What’s interesting about Wallace is even though he is obviously passionate about his music and believes there is an audience for the White Tie Affair, he openly acknowledges that the band’s music isn’t for everyone. While the positive online response to “Mr. Right” launched the group and its career, he said the music draws its share of detractors.

“There was probably more hate than love (at first), to tell you the truth, just because it was something different, really poppy,” he said.
“They kind of saw it as like a boy band. I mean, it’s catchy. It’s kind of infectious, and that’s what we were going for. It’s more of a guilty pleasure, I guess.”

Actually, the White Tie Affair may not sound so poppy in concert. Patwell (in a separate interview) said the band in a live setting brings a different slant to its music.

“It’s not that we try to go for a different sound,” Patwell said. “But it just comes out a lot edgier live. A lot of people have actually commented on that point to us. The stuff on the record, it’s very pop and it’s very dancy, and it still comes across that way. But also, some of the songs come across with a lot more edgy, a lot more rock and roll. It has a lot to do with just the energy that we put into it.”

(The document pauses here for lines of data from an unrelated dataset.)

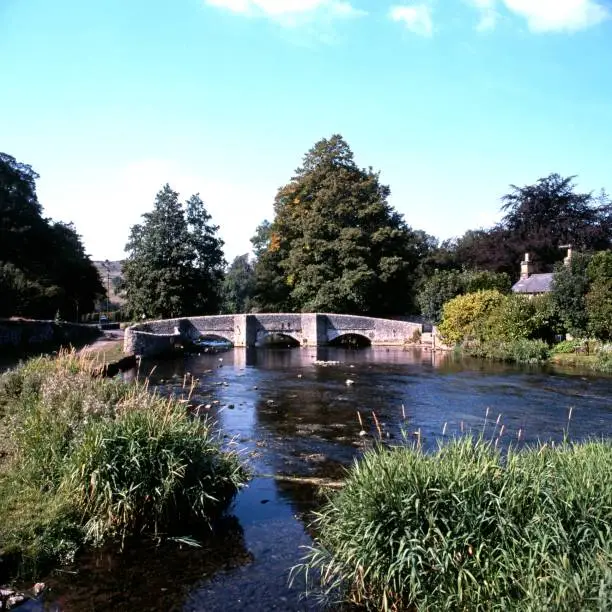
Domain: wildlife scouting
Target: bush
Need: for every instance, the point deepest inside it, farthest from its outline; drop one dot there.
(97, 459)
(443, 286)
(470, 529)
(514, 351)
(462, 316)
(567, 346)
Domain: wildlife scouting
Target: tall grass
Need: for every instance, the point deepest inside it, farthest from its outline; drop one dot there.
(95, 459)
(515, 351)
(470, 528)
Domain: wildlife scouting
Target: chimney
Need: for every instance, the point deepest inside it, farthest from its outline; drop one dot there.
(526, 267)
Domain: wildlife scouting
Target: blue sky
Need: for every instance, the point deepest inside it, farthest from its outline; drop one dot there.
(452, 100)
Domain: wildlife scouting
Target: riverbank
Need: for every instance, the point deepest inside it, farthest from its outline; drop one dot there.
(470, 528)
(89, 460)
(567, 354)
(24, 337)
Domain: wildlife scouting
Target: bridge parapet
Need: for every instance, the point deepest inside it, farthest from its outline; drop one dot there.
(309, 329)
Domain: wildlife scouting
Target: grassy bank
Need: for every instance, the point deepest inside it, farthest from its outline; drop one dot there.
(88, 460)
(523, 351)
(469, 529)
(512, 351)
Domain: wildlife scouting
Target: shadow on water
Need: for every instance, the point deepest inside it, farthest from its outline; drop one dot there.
(294, 415)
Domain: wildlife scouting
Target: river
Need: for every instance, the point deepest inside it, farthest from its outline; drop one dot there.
(292, 416)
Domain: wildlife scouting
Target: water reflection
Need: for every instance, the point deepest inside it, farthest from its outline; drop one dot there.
(293, 416)
(147, 576)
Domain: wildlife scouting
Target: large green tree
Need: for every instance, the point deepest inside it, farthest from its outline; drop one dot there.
(44, 268)
(238, 286)
(569, 287)
(599, 297)
(538, 219)
(335, 243)
(175, 260)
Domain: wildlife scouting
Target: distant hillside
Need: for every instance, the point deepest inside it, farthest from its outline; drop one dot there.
(114, 273)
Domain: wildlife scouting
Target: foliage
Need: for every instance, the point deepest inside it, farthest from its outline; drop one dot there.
(238, 286)
(598, 300)
(518, 350)
(538, 219)
(43, 265)
(335, 244)
(98, 459)
(462, 316)
(517, 317)
(175, 263)
(468, 528)
(444, 285)
(569, 286)
(567, 346)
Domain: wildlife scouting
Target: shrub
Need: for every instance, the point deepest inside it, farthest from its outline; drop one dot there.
(470, 529)
(515, 351)
(97, 459)
(444, 285)
(462, 315)
(567, 346)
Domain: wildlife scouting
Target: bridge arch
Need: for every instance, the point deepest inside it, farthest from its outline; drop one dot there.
(351, 339)
(214, 338)
(278, 339)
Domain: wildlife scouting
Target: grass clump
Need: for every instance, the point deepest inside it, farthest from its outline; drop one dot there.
(468, 528)
(520, 350)
(93, 460)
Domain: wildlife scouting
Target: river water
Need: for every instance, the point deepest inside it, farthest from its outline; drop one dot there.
(294, 418)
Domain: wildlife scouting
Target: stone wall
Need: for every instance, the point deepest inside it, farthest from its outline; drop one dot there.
(309, 329)
(28, 336)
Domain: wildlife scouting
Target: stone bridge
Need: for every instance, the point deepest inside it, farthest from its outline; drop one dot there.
(248, 330)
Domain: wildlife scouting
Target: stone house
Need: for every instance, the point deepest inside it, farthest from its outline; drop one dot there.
(531, 284)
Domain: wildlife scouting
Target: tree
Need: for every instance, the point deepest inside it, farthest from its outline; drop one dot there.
(569, 287)
(462, 316)
(335, 243)
(238, 286)
(175, 262)
(444, 285)
(599, 297)
(538, 219)
(45, 268)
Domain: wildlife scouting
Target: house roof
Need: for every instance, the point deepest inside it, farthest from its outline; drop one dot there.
(536, 283)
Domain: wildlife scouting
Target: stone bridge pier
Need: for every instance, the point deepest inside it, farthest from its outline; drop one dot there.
(248, 330)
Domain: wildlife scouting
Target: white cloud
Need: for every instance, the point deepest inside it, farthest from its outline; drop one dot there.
(416, 17)
(544, 15)
(559, 15)
(488, 14)
(289, 12)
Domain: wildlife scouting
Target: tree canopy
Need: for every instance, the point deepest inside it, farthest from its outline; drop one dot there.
(335, 244)
(238, 286)
(175, 260)
(44, 269)
(538, 219)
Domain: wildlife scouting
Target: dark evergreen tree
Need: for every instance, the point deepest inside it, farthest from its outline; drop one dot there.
(175, 262)
(238, 286)
(43, 265)
(335, 243)
(539, 219)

On album, the White Tie Affair’s music is plenty poppy, and brings together a diverse range of influences. A strong electronic/techno edge comes into play on songs like “The Letdown,” “The Enemy” and “Scene Change.” The White Tie Affair also puts more emphasis on dance elements in its songs than many of its modern rock peers.

Still the group’s affection for rock music is apparent as well when it busts out hearty guitar-driven choruses on “Candle (Sick And Tired)” and “If I Fall.”

In making Walk This Way, the group found a production team — Matt Mahaffey (formerly of the band Self) and Jeff Turzo (formerly of God Lives Underwater) who understood the vision Wallace and Patwell had for the CD and helped the group take its songs to a new level.

“They actually did the Hellogoodbye record,” Wallace said. “Hellogoodbye was kind of one of those bands that in a sense told us it was OK to do what we were about to do with this band, because they’re real poppy. It’s poppy and kind of cheesy, like over the top, I guess. I can honestly say that bands like that kind of persuaded us to say, OK, we can do this. This isn’t so far away as we think it is.”


On the Bill
White Tie Affair, Chester French and Cinema Bizarre open for Lady Gaga at 7 p.m. on Saturday, March 21, at the Gothic Theatre, 3263 S. Broadway, Englewood, 303-788-0984.